In parallel, “there were some students, underground groups and more prominent leaders, including journalists, politicians and leaders of industry, who were uncomfortable” with Japan’s rapid modernisation. These people, not part of a single, unified movement, weren’t necessarily against the Beatles themselves, but they didn’t approve of Western pop stars performing at the Budōkan.

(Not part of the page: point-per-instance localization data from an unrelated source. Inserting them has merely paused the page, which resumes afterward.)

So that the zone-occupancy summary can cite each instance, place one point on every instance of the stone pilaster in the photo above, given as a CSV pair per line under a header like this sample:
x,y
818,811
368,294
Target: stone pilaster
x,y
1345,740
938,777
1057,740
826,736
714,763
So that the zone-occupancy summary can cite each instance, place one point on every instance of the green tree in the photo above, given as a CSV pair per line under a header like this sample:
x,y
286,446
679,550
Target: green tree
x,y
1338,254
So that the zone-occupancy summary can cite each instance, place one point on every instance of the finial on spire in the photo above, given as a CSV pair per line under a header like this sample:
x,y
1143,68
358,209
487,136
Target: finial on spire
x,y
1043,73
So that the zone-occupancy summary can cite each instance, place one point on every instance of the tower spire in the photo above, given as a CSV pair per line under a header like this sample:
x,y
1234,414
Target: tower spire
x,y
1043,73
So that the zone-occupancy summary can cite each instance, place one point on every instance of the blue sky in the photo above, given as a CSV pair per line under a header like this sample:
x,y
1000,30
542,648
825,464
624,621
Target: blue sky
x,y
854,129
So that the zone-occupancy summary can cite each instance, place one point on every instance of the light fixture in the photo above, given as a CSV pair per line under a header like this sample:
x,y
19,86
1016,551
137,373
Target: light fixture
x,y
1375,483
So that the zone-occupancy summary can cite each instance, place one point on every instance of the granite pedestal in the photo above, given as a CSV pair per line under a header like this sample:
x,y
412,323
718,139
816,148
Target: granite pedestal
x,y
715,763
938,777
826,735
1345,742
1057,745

“They said the Budōkan is a sacred place for martial arts. And it’s located very close to sacred spots – the Yasukuni Shrine and the Imperial Palace … they thought, do we really want a big rock concert there? The concert was an affront to their sense of tradition. They asked, why does Japan’s future have to be Western? Can Japan have a future that is Japanese?”
A longtime fan
Professor Stevens says she wanted to write the book because she’s been a Beatles fan since she was five years old in the US, playing her parents’ copy of Sgt. Peppers Lonely Hearts Club Band. She’s also a Japan pop-music enthusiast, and worked as a translator and pronunciation coach in the industry in the early 1990s. Ten years ago she wrote the book Japanese Popular Music: culture, authenticity and power (which spanned from 1945 to 2008). A book on the Beatles in Japan seemed like a natural follow-up.

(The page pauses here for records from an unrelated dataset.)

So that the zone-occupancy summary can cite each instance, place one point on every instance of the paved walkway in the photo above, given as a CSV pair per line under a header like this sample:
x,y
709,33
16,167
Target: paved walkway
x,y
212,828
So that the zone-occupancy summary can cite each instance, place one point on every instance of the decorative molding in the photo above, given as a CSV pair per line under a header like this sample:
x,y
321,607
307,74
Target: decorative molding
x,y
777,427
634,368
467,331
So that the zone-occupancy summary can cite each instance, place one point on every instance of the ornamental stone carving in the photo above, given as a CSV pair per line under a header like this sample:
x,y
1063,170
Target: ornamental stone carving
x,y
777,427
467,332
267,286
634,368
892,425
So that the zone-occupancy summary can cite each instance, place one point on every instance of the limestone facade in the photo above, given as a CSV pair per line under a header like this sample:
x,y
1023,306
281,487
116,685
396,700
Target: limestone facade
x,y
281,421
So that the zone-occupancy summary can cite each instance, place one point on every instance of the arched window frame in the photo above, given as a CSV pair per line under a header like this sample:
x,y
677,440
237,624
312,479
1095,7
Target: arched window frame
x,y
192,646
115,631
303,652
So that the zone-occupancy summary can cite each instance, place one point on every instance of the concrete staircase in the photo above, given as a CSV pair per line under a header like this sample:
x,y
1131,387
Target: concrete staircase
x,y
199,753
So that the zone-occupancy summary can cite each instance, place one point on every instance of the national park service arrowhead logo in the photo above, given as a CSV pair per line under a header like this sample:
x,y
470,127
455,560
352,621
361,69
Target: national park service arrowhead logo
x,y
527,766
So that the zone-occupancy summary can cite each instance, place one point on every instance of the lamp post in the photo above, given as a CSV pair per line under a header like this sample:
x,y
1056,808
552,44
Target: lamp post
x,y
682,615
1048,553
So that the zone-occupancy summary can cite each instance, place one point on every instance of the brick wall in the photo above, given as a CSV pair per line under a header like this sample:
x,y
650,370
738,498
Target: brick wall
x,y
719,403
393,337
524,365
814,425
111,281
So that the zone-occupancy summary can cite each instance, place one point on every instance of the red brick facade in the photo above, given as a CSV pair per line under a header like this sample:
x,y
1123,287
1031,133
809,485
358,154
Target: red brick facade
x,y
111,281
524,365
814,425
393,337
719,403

There’s also a personal connection. In 1993, while working in Tokyo, she received VIP tickets to see Paul McCartney. It was his first visit to the country after being expelled for possessing marijuana in 1980. “My seats were third row, centre. We made eye contact and we even spoke briefly. I was so thrilled that I was able to have a personal interaction with a Beatle after being a fan for so long.”
For her research, Professor Stevens sourced Japanese accounts of the tour and found two concert-goers to interview about their experiences. One, a woman now in her 80s, said she couldn’t hear anything “except for when Paul sang Yesterday, when everyone was quiet. But aside from that, they were screaming the whole time.”
In their own words
Professor Stevens also looked at what the Beatles and their entourage wrote about their Japan days. This included George Harrison’s autobiography, I, Me, Mine, and the eight-hour audio-visual memoir Anthology, made by Paul, George and Ringo in the mid-1990s. Tony Barrow, the press agent who decided not to tell the Beatles about the death threats, also wrote about the tour in his memoir, John, Paul, George, Ringo and Me: the real Beatles story.
Despite their seclusion in Tokyo – or perhaps because of it – the Beatles had fond memories of Japan, Professor Stevens says.
In the US, there were shots taken at their cars, and firecrackers thrown on the stage in Memphis; none of those incidents ever happened in Japan.
She argues this view was influenced by their subsequent misadventures in the Philippines, where their manager, Brian Epstein, mishandled an invitation for them to visit the Marcoses at Malacanang Palace. Their non-appearance was perceived as an unforgivable snub, and the tour ended with the band members being manhandled at the airport when they left. They were also forced to forfeit most of the earnings from their two Manila shows. “They had a terrible time,” Professor Stevens says.
In August of that year, the Beatles also went to America, where they faced more threats when the Bible Belt states reacted to John Lennon’s throwaway remark in England months before that “we’re more popular than Jesus now”.
“In the US, there were shots taken at their cars, and firecrackers thrown on the stage in Memphis; none of those incidents ever happened in Japan,” Professor Stevens says.
After the 1966 world tour, the Beatles never again performed live before a paying audience.